Thursday, November 16, 2006

Mentally Environmental?

Going to the Dresden Uni student environment group meeting straight from the staff meeting at school today smacks a bit of over-the-topness. It was just three of us talking about the organic food campaign, but I while I am happy to be part of the group, and to do stuff, I am not as over-joyously enthusiastic as I was at People and Planet in Brum. Now why is this? Well the Brum lot are more radical and campaign over a wider range of issues than the group in Dresden, which is very much strictly environment stuff. There's also the fact I have good friends at P&P in brum, and there's a je ne sais quoi about P&P in general, that just can't be explained.
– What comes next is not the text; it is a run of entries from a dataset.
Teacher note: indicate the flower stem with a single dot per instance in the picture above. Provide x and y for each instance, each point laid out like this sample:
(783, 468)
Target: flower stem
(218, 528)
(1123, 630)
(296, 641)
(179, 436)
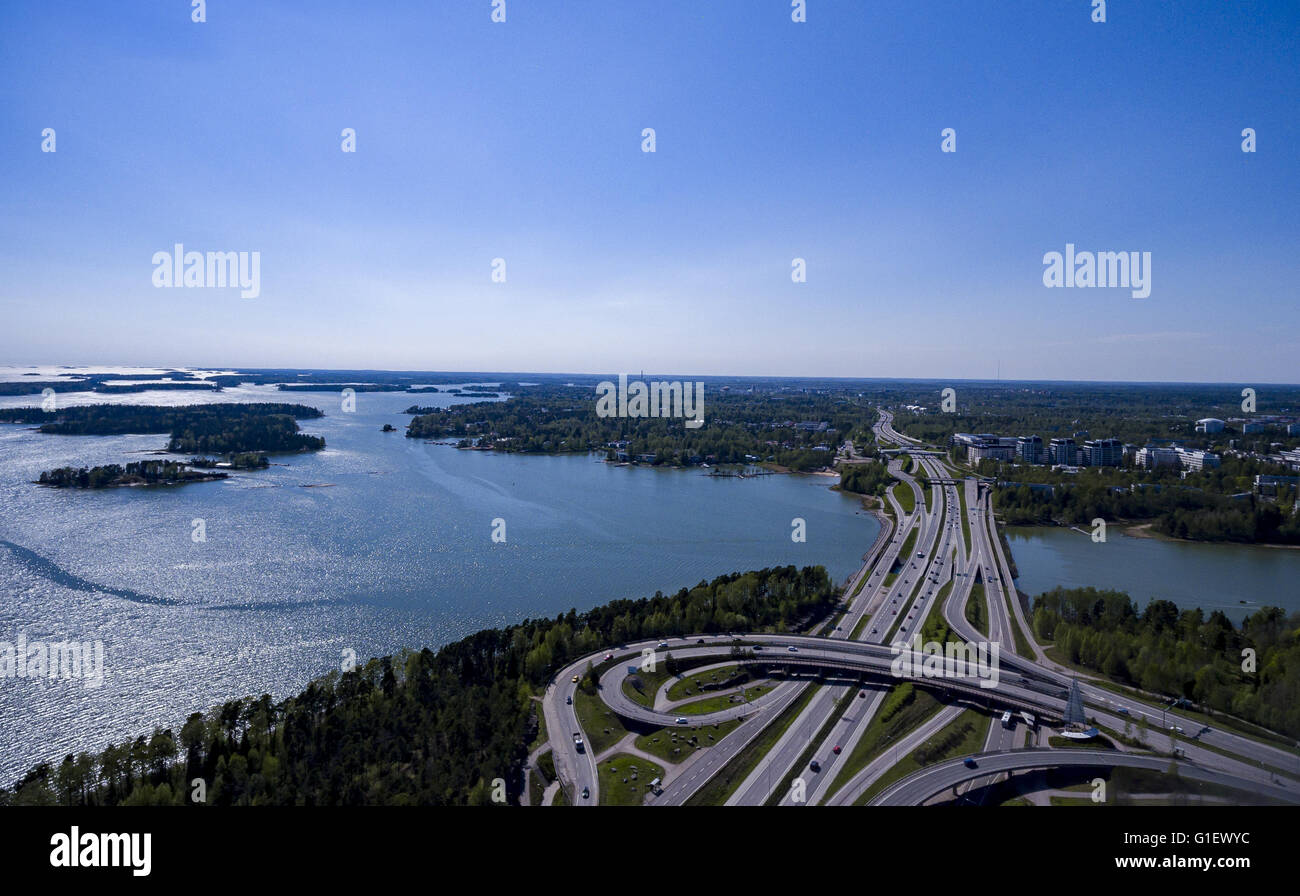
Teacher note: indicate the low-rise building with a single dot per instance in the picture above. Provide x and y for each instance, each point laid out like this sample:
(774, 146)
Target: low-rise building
(1062, 451)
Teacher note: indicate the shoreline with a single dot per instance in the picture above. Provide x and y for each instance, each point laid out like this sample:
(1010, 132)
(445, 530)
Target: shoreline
(1144, 531)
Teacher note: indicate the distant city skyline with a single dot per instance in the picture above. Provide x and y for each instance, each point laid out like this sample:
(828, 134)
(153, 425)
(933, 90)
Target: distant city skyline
(774, 142)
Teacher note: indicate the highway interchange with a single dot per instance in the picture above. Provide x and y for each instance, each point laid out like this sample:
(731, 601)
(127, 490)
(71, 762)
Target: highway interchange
(888, 601)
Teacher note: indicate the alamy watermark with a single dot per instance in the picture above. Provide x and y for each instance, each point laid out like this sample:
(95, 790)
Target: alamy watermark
(654, 399)
(1101, 269)
(52, 659)
(208, 269)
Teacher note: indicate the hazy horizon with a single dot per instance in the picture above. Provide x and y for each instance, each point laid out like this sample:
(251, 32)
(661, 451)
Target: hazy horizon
(775, 141)
(129, 369)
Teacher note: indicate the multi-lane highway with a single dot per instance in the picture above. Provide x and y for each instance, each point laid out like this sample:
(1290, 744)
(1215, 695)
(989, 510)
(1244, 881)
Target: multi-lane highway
(888, 602)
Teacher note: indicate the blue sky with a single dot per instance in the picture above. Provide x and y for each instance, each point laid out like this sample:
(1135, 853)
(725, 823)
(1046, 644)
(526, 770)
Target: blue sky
(775, 141)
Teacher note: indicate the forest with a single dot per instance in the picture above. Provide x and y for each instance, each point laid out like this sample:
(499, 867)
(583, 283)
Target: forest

I met a fellow P&Per from another British uni who's also working as an assistant in the area, look on our faces when we realised we were both P&Pers was weird, but but P&P meant something to both of us. I don't know exactly what. But it's that something that I think is part of the reason I have tried to join green groups here, yet it can't be replicated, P&P is P&P. Having said that it's early days yet, and the green lot here are really nice too, but sometimes I occasionally wonder if I am doing things just for the sake of them....

Case in point, last week as I booked my trip home, me and this fellow P&Per booked our journey home by train, more expensive and more time-consuming, we're mental doing it. Also considering we're doing something by train that was so weird and outlandish, it needed to cut down a small rainforest's worth of paper to produce all our tickets, a plane ticket would have been a lot less paper, when you're more environmental one way, you're less the other. And I mean after all what's two bums on an aeroplane that's already flying anyway. But it's the principle of the matter, it makes little practical difference perhaps, that plane will still fly , with or without me, as will he train. But we're making a statement, saying no we wont support airport expansion and cheap flights just for our convenience. And in the long term it may make a small practical difference, fewer people fly, fewer new airports or runways, fewer new flights and fewer emissions.

I don't think I am doing it for the sake of it, I just occasionally have my doubts, but that's good right? Natural? If I did everything unquestioningly like an robot, then there'd be cause for concern, the fact I keep questioning myself in a lot of my beliefs can only be a good thing It means I have new ideas and really actually believe in what I am doing/saying, because I properly mull it over.